Filed under: Personal

To commemorate achievement, to remember and inspire, we build glorious monuments for all to see.

Me, I build myself such that my life is a monument of achievement, upon which others may erect their own.

At the end of a civilization, the concrete hulks linger on, while the minds that made them are long gone.

Efficiency to survivorship

Filed under: Personal

I have again taken notice of some perhaps-odd traits about myself that deserve examination, evaluation, and integration into or out of my life.

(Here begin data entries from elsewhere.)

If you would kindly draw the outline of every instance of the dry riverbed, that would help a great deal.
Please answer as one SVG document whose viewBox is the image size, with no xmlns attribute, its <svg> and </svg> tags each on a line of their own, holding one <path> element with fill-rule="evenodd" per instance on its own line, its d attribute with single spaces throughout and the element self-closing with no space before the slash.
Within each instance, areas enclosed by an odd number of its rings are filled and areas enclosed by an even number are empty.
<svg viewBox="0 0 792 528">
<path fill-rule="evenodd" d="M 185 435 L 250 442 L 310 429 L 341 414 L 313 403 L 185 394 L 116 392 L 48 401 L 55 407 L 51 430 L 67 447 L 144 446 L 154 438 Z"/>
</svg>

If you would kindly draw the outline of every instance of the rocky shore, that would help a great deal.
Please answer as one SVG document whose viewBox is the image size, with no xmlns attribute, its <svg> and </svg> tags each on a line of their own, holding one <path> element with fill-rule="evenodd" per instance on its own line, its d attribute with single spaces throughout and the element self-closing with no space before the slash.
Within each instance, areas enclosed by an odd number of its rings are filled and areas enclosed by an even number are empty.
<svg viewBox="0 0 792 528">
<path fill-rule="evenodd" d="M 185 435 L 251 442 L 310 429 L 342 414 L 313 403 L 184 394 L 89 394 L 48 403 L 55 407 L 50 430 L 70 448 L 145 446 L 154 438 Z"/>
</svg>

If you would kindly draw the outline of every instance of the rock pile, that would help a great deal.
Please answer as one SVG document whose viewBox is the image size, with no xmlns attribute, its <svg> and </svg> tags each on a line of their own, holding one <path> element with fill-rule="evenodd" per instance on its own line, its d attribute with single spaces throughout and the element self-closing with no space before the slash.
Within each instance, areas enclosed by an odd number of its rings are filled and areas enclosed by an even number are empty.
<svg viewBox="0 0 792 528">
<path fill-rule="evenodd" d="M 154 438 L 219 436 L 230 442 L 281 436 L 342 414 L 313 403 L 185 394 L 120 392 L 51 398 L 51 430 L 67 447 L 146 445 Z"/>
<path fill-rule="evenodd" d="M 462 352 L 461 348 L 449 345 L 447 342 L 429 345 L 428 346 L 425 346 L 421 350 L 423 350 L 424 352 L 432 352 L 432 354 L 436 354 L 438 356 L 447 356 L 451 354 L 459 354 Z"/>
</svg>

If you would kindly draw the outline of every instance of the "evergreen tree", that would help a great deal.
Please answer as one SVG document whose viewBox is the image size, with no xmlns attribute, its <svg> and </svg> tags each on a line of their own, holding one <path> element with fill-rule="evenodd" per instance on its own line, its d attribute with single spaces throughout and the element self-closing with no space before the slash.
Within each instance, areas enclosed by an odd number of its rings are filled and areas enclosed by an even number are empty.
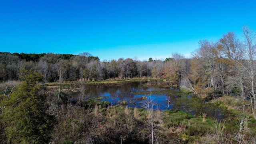
<svg viewBox="0 0 256 144">
<path fill-rule="evenodd" d="M 8 143 L 47 143 L 55 119 L 44 108 L 46 96 L 39 84 L 42 76 L 23 70 L 26 74 L 22 84 L 10 95 L 1 96 L 0 121 L 5 125 Z"/>
</svg>

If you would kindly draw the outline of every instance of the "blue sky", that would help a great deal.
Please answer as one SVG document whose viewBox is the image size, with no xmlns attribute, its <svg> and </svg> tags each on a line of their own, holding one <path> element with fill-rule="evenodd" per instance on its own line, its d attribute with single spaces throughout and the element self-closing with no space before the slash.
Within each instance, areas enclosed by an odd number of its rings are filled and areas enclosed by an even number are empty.
<svg viewBox="0 0 256 144">
<path fill-rule="evenodd" d="M 200 40 L 256 29 L 254 0 L 2 0 L 0 51 L 101 60 L 189 57 Z"/>
</svg>

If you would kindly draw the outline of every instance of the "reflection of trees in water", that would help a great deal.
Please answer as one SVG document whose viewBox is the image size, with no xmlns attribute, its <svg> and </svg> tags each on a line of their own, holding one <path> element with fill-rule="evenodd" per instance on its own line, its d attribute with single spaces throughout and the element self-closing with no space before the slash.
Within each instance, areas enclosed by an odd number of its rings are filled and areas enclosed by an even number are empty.
<svg viewBox="0 0 256 144">
<path fill-rule="evenodd" d="M 106 93 L 109 94 L 112 97 L 118 97 L 120 99 L 131 98 L 133 96 L 131 93 L 145 90 L 146 89 L 142 86 L 143 84 L 142 82 L 133 82 L 118 86 L 99 85 L 98 87 L 95 86 L 87 88 L 85 94 L 91 98 L 102 96 L 102 95 Z"/>
</svg>

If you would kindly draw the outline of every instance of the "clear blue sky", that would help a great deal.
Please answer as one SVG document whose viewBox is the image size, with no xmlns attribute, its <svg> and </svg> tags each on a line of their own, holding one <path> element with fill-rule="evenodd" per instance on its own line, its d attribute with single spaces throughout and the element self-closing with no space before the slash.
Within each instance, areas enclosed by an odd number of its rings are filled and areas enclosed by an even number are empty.
<svg viewBox="0 0 256 144">
<path fill-rule="evenodd" d="M 189 56 L 200 40 L 256 29 L 254 0 L 2 0 L 0 51 L 101 60 Z"/>
</svg>

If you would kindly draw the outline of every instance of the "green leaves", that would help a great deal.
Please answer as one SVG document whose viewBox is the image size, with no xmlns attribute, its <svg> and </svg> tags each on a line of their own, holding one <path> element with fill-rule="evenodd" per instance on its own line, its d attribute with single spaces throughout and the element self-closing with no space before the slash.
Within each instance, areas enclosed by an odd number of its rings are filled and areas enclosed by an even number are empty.
<svg viewBox="0 0 256 144">
<path fill-rule="evenodd" d="M 50 139 L 54 118 L 44 109 L 46 97 L 39 84 L 42 77 L 24 70 L 24 80 L 8 96 L 2 98 L 0 121 L 6 126 L 4 132 L 10 143 L 44 143 Z"/>
</svg>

I love getting rid of stuff. The fewer unnecessary things I have, the more possibilities I feel are open to me, and the more efficacious I feel. When I was a teenager, I secretly hoped to get kicked out of the house. First, because I was dying to be out on my own anyway, but it was smarter to stay if left up to me. But also because I absolutely relished the idea of what I simply call having to make decisions. I wanted my life and my well being to be utterly up to me, rise or fall, live or die - because I thought (and still think) that I can do it, that I can succeed, and better than most, too. I spent a lot of time just thinking out how I would do it, what I would need, what my best bets were, and a dozen back-up plans to boot. I wanted a take-no-prisoners, grit-in-your-teeth, bare-knuckles, empty-stomach approach to my own life. But I knew it was smarter to stay, even though it sucked the life out of me, because I thought (and knew) I could withstand the more civilized and insidious forms of warfare, and that in the end I’d be a stronger, smarter person for it. And I am, though it’s taken longer than I’d known to expect to achieve the personal (not professional) stature I’ve always envisioned for myself.

Which all goes back to the baseline observation that I do well under pressure. Like, fantastically well, on the whole. I thrive, though rest is eventually essential.

So the question is, how do I integrate this raw aspect of myself into a very civilized society and profession? I mean, hell, I hear Farrish Jenkins serves espresso in the field. Little cups and everything. And go for it, if it makes sense. But I want to keep my eyes on the struggle, even if no one else looks at it with me, because that’s what motivates me. The out-standing clashes, the conflict, the heat, the chipping away at perceived impossibility - these create the possibility of objective greatness.

Frills are for the party after the prize has been won.